Shell – Preventing bash script from exiting after command error

grepshell-script

I have a script that executes a command that outputs several lines of text:

qmicli -d /dev/cdc-wdm0 --nas-get-serving-system

which outputs:

Registration state: 'registered'
    CS: 'detached'
    PS: 'detached'
    Selected network: 'unknown'
    Radio interfaces: '1'
            [0]: 'none'
    Data service capabilities: '0'
    Detailed status:
            Status: 'none'
            Capability: 'cs-ps'
            HDR Status: 'none'
            HDR Hybrid: 'yes'
            Forbidden: 'yes'

I want to check the string in quotes on the first line. If the string is equal to 'registered', I want to do something. So originally, I put this in my script:

qmicli -d /dev/cdc-wdm0 --nas-get-serving-system | grep "'registered'"
if [ $? -eq 0 ]; then
    #do stuff
fi

This works, except every now and then, the qmicli command errors out (it's interfacing with an external device, and sometimes the hardware just doesn't respond when it should). When that happens, the whole script bombs out. So I OR'ed the qmicli command with true so it would be immune to error:

qmicli -d /dev/cdc-wdm0 --nas-get-serving-system || true | grep "'registered'"

But now, $? is always 0, so I can't use the if conditional I had set up.

Is there a better way to check for a string within a multi-line output of a command, but also prevent the script for exiting if the command returns an error?

Best Answer

I assume you have set -e or equivalent in the script, so it exits if a command fails.

Now this is unidiomatic:

some command
if [ $? -eq 0 ]; then ...

It's an unnecessarily roundabout way of doing:

if some command; then ...

A command in the test part of an if statement does not trigger set -e if it fails, because that would defeat the point of the if statement.
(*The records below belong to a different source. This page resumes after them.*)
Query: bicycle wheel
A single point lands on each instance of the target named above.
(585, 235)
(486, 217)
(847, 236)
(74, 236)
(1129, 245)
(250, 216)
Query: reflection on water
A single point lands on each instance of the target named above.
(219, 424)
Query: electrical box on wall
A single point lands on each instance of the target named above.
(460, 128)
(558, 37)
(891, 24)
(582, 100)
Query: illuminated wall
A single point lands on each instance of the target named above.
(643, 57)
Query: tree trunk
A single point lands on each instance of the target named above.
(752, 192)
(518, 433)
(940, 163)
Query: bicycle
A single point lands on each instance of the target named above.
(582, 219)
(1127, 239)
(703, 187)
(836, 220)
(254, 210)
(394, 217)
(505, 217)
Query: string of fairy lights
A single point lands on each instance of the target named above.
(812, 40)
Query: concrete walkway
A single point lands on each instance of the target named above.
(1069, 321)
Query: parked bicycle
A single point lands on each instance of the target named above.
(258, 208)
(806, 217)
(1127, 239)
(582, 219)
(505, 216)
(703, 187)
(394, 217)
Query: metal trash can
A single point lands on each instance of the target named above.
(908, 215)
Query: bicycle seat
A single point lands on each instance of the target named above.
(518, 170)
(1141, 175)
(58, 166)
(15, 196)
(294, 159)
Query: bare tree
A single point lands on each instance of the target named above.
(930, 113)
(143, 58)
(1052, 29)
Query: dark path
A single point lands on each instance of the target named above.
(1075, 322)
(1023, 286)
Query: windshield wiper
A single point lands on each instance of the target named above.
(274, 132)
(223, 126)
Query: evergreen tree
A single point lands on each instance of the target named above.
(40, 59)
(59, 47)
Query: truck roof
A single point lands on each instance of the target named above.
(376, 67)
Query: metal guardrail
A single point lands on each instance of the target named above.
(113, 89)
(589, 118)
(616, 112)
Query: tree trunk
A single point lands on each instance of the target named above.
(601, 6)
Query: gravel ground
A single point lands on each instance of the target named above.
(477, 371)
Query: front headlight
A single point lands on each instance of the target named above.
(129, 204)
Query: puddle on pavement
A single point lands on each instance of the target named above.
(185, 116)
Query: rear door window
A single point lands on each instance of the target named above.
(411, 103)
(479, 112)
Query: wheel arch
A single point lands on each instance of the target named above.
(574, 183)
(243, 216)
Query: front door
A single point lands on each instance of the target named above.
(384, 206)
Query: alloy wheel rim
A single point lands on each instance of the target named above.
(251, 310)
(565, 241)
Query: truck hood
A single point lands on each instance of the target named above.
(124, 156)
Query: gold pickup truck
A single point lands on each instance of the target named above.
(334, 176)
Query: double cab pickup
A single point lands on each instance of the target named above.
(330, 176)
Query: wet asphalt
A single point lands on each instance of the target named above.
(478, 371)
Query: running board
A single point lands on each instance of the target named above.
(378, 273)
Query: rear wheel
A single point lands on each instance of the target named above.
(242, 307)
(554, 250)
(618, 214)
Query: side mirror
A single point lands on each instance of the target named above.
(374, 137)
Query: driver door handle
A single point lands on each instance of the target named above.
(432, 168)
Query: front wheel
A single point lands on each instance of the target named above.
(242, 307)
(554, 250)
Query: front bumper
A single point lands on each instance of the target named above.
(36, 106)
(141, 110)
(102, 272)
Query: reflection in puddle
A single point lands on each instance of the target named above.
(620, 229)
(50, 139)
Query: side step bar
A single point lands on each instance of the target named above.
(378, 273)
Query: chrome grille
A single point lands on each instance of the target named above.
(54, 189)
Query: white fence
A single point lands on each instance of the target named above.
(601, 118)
From the Bash docs for -e:

The shell does not exit if the command that fails is part of the command list immediately following a while or until keyword, part of the test in an if statement, part of any command executed in a && or || list except the command following the final && or ||, any command in a pipeline but the last, or if the command’s return status is being inverted with !.

So if you do:

if qmicli -d /dev/cdc-wdm0 --nas-get-serving-system | grep "'registered'"; then
    #do stuff
fi

qmicli failing will not trigger set -e.


(Also, I don't think it's qmicli failing that's causing the problem - it's qmicli failing in such a way as to make the grep command fail that's causing the problem.)